We nerds often fly beneath the radar, quiet, creative, intelligent, productive, and efficient. Often we’re introverts, and you have to sit down with us to get to see our hidden qualities. What we might lack in good looks and charisma, we make up for with depth and substance. We’re no different than the bookish kids we once were, but instead of being viewed as undesirable “grunge”, as our peer group ages, we’ve taken on a certain “glam.”
One of my favorite ironies about being human is our unremitting hypocrisy. Like all the teenaged boys I went to school with, I’ve been taking the grunge view of nature, only recently revising my view to be more of the glam (this analogy noted by author and professor Loyal Rue). Sure, there were times where I’d go out of my way to visit the most spectacular examples of nature, but the quiet, backyard variety of nature was mostly relegated to invisible nerd status. Only when I quit overlooking this quiet companion did I really start to see how incredible she is.
Though nature will sometimes literally roar at us, in general, she’s best appreciated when being quiet and totally present. I used to think she was boring: same old tree. Same old grass. Grunge. But she actually is dynamic and ever-changing. The river looks different every time I go visit, and so does my garden and my yard. Things are moving and singing, making fragrances, tickling or caressing my skin, and delighting my eyes (glam).
She’s intricate and nuanced, while at the same time flamboyant and audacious. She’s unbelievably complex, and genius beyond belief. She embodies love and acceptance, and her warm, inviting energy is soothing and healing. She doesn’t care whether I’ve had a shower lately or what I’m wearing; she could care less whether my conversation is scintillating or pedantic.
Unlike this aging widow, Earth is looking to connect with pretty much everyone. She’s undiscriminating, searching for single, married, men, women, and children of all ages, any race or ethnicity, appearance and political persuasion do not matter. She doesn’t even care if you’re gainfully employed or whether you’re on the Dean’s list.
She wants love and companionship and is looking for a LTR (long term relationship). She enjoys the simple things, like accompanying you on walks on the beach or while enjoying a sunset, and she will go with you wherever you want to travel. She’s a good listener, and she’ll talk to you too if you’re open to her message. She provides unconditional love and will feed and care for you until death do you part. She’s the most beautiful being you’ve ever seen, and she’ll take your breath away if you’ll stop and notice.
You better hurry though because she’s got a lot of admirers, but she’s enough for everyone.
She doesn’t ask much but she has experienced neglect and abuse in her previous relationships.
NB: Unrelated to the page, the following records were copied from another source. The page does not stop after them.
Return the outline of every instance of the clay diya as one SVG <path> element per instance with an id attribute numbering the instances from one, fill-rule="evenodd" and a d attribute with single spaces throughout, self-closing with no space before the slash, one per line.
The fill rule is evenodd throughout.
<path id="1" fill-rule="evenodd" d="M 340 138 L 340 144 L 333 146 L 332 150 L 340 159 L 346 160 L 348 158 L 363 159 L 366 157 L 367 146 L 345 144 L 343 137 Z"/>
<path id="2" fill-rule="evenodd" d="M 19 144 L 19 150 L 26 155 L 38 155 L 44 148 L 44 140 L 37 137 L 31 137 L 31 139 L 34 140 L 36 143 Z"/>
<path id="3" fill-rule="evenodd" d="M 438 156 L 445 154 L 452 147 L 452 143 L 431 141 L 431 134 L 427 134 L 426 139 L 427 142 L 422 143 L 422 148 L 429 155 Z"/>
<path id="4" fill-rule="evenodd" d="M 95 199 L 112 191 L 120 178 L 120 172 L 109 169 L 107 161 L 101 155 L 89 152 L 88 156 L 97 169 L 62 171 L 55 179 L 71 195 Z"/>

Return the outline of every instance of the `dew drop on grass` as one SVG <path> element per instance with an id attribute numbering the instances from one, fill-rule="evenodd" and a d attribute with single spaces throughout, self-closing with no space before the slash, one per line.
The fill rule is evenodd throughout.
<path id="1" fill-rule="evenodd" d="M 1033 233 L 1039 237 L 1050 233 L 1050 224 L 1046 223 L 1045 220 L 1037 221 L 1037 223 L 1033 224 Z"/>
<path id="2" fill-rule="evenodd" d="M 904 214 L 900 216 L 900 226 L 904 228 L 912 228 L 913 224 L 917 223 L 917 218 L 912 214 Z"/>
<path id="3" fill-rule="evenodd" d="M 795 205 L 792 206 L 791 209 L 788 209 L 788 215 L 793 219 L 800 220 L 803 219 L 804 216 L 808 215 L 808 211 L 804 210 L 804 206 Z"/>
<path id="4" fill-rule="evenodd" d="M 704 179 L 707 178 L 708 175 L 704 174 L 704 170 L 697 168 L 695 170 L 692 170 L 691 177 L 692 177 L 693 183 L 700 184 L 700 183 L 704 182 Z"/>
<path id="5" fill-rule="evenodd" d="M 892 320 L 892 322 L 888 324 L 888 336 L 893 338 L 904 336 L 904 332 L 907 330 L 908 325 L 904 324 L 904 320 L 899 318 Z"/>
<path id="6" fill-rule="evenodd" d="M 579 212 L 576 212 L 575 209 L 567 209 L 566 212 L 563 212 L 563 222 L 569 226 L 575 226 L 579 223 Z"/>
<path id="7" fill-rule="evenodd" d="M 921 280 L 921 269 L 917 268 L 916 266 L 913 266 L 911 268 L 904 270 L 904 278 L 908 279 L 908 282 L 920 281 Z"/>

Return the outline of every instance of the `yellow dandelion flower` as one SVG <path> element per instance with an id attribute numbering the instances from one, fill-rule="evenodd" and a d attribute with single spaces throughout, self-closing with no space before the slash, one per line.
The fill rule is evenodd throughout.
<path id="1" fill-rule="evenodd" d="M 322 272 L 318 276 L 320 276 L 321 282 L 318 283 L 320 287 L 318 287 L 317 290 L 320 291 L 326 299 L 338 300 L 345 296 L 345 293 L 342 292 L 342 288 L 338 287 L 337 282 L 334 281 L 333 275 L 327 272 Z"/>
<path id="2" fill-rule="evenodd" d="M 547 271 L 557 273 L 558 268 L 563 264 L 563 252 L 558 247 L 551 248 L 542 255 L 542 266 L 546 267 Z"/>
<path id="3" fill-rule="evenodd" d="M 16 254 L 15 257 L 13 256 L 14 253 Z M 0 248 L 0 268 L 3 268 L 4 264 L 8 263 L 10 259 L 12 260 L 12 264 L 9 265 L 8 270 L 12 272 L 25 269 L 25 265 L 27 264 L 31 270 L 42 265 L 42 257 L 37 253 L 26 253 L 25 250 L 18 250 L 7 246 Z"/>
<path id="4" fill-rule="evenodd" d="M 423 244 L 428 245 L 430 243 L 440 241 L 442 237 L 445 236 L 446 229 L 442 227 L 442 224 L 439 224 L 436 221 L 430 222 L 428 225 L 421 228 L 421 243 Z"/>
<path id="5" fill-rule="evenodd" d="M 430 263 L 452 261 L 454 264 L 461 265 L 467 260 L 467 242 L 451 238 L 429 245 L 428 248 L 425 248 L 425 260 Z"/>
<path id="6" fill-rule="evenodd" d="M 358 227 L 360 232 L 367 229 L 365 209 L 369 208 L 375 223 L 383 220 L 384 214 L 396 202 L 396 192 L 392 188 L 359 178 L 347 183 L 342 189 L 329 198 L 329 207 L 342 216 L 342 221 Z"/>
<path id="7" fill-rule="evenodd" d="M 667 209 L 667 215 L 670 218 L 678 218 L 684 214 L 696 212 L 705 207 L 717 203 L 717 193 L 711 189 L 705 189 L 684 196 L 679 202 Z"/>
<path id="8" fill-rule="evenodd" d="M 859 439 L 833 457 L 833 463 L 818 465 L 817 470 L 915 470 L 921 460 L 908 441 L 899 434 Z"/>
She needs TLC, affection, and care on a periodic basis. The more the better, but these days she’s just happy to have a little bit of our time and attention. Just like in the charming movie, You’ll Always Be My Maybe, Earth has been standing in the background, waiting for us to notice her. She’s been in love with us since she first laid eyes on us. It’s time to say Yes to this glam nerd instead of Maybe, make a commitment, and finally reciprocate the care and love she’s always shown us.